Este movimento musical do Pará me lembra muito outro ritmo que alucina os bailes de periferia de grande parte das cidades em vários países latino-americanos. É o “perreo”, uma variante do “reggaeton”, que lota os salões com jovens dançando de forma sensual (e sexual), deixando os críticos, pais de família e religiosos de cabelo em pé. Assim como o funk carioca, o perreo já deixou a periferia e é dançado até em festas de classe média branca. O nome da dança se refere ao fato de que os dançarinos imitam a posição sexual do cachorros (perros, em espanhol) com a mulher inclinando o corpo até ficar de quatro e esfregando-se no parceiro.

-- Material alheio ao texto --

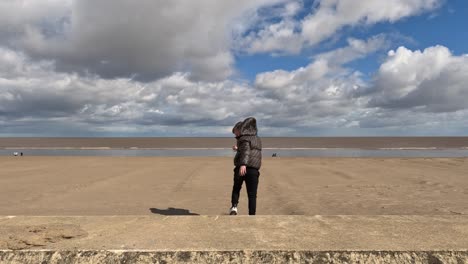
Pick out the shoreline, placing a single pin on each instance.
(227, 142)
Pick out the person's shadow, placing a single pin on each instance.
(171, 211)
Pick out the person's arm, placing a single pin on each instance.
(244, 152)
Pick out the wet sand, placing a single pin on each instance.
(202, 185)
(226, 142)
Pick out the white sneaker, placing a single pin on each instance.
(233, 211)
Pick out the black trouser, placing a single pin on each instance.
(251, 182)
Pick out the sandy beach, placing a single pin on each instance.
(202, 186)
(226, 142)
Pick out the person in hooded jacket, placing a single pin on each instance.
(247, 162)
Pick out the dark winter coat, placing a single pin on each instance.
(249, 145)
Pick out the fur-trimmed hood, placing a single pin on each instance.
(249, 127)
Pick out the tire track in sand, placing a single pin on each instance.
(285, 205)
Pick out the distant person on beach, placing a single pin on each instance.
(247, 162)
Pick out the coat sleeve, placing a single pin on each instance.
(244, 152)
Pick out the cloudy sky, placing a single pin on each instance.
(194, 68)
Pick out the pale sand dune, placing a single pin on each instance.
(201, 185)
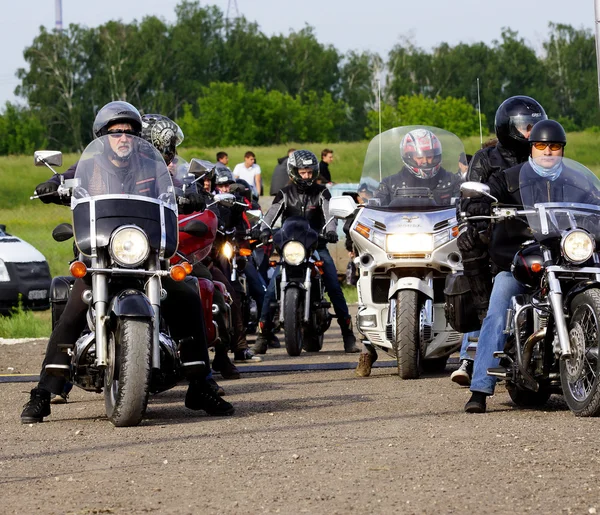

Em outra semelhança com o funk e o tecnobrega, o reggaeton/perreo mobiliza uma enorme indústria invisível de CDs piratas, shows lotados por milhares de jovens de ´periferia, artistas que despontam para o anonimato na mesma velocidade em que seus sucessos nascem, são escutados, dançados e esquecidos na estação seguinte.
Para dar um saber do perreo a quem não o conhece, escutem abaixo um clássico de K Mill chamado Mételo Perreo:
No YouTube tem vários vídeos mostrando o um baile típico de perreo. Vejam um abaixo. É isso mesmo que vocês vão ver. Já vi gente dançando mais ou menos asim (mas menos radical) até em festa de empresa.